Create your first plugin
In this guide, we’ll walk you through the steps of creating your first Faire Auth plugin.
This guide assumes you have setup the basics of Faire Auth and are ready to create your first plugin.
Plan your idea
Before beginning, you must know what plugin you intend to create.
In this guide, we’ll create a birthday plugin to keep track of user birth dates.
Server plugin first
Faire Auth plugins operate as a pair: a server plugin and a client plugin. The server plugin forms the foundation of your authentication system, while the client plugin provides convenient frontend APIs to interact with your server implementation.
You can read more about server/client plugins in our documentation.

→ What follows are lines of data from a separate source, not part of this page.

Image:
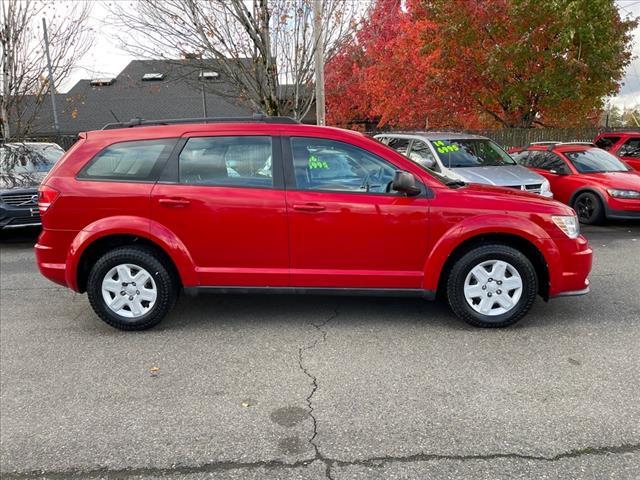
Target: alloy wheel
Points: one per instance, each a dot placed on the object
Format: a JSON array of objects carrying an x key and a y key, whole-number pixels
[
  {"x": 493, "y": 287},
  {"x": 129, "y": 290}
]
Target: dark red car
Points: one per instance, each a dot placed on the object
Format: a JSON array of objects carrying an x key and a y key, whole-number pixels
[
  {"x": 135, "y": 215},
  {"x": 624, "y": 145},
  {"x": 594, "y": 182}
]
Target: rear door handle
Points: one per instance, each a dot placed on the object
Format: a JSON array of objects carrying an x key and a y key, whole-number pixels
[
  {"x": 309, "y": 207},
  {"x": 174, "y": 202}
]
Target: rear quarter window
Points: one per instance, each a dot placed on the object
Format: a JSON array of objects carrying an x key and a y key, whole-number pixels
[{"x": 139, "y": 160}]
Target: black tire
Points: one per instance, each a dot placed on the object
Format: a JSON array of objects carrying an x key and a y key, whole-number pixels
[
  {"x": 165, "y": 281},
  {"x": 589, "y": 208},
  {"x": 462, "y": 267}
]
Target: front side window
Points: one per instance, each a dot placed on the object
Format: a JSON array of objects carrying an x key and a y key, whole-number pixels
[
  {"x": 329, "y": 165},
  {"x": 463, "y": 153},
  {"x": 422, "y": 155},
  {"x": 631, "y": 148},
  {"x": 400, "y": 145},
  {"x": 227, "y": 161},
  {"x": 606, "y": 142},
  {"x": 595, "y": 160},
  {"x": 546, "y": 161},
  {"x": 126, "y": 161}
]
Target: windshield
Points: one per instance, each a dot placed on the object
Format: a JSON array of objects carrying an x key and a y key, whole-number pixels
[
  {"x": 471, "y": 153},
  {"x": 28, "y": 158},
  {"x": 595, "y": 160}
]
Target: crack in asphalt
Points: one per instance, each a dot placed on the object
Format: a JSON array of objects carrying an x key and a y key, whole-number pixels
[
  {"x": 377, "y": 462},
  {"x": 314, "y": 387}
]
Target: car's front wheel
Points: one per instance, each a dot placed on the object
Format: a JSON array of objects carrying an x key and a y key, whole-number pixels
[
  {"x": 589, "y": 208},
  {"x": 131, "y": 289},
  {"x": 492, "y": 286}
]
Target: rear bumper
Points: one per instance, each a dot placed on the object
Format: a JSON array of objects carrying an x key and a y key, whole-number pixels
[
  {"x": 571, "y": 275},
  {"x": 51, "y": 254},
  {"x": 575, "y": 293},
  {"x": 17, "y": 217},
  {"x": 623, "y": 214}
]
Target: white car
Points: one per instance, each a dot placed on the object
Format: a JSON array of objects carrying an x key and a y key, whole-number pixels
[{"x": 466, "y": 157}]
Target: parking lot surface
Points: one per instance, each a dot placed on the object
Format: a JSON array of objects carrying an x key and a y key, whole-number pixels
[{"x": 321, "y": 387}]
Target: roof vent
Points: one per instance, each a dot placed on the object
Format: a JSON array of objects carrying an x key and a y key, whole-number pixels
[
  {"x": 102, "y": 82},
  {"x": 150, "y": 77},
  {"x": 209, "y": 75}
]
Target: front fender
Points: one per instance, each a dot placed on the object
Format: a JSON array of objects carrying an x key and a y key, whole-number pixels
[
  {"x": 489, "y": 224},
  {"x": 136, "y": 226}
]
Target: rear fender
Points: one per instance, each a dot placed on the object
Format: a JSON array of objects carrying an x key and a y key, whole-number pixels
[{"x": 135, "y": 226}]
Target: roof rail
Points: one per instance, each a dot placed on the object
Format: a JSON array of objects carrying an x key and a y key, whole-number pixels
[
  {"x": 552, "y": 144},
  {"x": 257, "y": 117}
]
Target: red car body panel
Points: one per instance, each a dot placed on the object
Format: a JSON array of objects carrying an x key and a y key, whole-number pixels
[{"x": 231, "y": 236}]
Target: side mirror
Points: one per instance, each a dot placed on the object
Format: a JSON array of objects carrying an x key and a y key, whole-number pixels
[{"x": 405, "y": 182}]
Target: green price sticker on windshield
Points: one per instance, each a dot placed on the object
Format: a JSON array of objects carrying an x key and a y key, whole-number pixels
[
  {"x": 448, "y": 148},
  {"x": 315, "y": 163}
]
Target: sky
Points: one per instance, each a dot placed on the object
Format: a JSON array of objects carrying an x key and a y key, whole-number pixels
[{"x": 107, "y": 59}]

Creating the server plugin
Go ahead and find a suitable location to create your birthday plugin folder, with an index.ts file within.
In the index.ts file, we’ll export a function that represents our server plugin.
This will be what we will later add to our plugin list in the auth.ts file.
import type { FaireAuthPlugin } from "faire-auth";
export const birthdayPlugin = () =>
({
id: "birthdayPlugin",
} satisfies FaireAuthPlugin);Although this does nothing, you have technically just made yourself your first plugin, congratulations! 🎉
Defining a schema
In order to save each user’s birthday data, we must create a schema on top of the user model.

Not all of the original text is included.